Geçtiğimiz ay Ayasofya Camii‘nde halıyı ateşe vererek yangın çıkaran ve kısa sürede yakalanarak tutuklanan M.G. hakkındaki soruşturma derinleştikçe, olayın ardındaki planlı ve soğukkanlı hazırlık da ortaya çıktı. Saldırganın, yangını başlatmak için caminin kendi kütüphanesinden aldığı bir İncil’in sayfalarını yırttığı, alevleri büyütmek için parfüm kullandığı ve yakalanmamak için kıyafet değiştirerek kaçtığı belirlendi.
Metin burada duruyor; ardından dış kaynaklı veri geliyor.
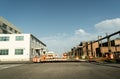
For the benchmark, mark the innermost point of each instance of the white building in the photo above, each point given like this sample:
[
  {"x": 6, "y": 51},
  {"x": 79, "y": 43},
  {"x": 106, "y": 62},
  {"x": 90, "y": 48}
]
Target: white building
[
  {"x": 8, "y": 28},
  {"x": 20, "y": 47}
]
Saniye Saniye Güvenlik Kameralarında
Olay, 11 Temmuz gecesi saat 23.50 sıralarında yaşanmıştı. Camiye giren M.G., bir rahlenin arkasına koyduğu kağıtları ateşe vermiş, alevlerin halıya sıçramasıyla küçük çaplı bir yangın çıkmıştı. Cemaatin ve görevlilerin anında müdahalesiyle yangın büyümeden söndürülmüştü. Olayın ardından harekete geçen İstanbul Emniyet Müdürlüğü ekipleri, yüzlerce saatlik güvenlik kamerası kaydını inceleyerek şüphelinin kimliğini tespit etmiş ve M.G.’yi Kağıthane’deki evinde gözaltına almıştı. Şahıs, 13 Temmuz’da çıkarıldığı mahkemece tutuklanmıştı.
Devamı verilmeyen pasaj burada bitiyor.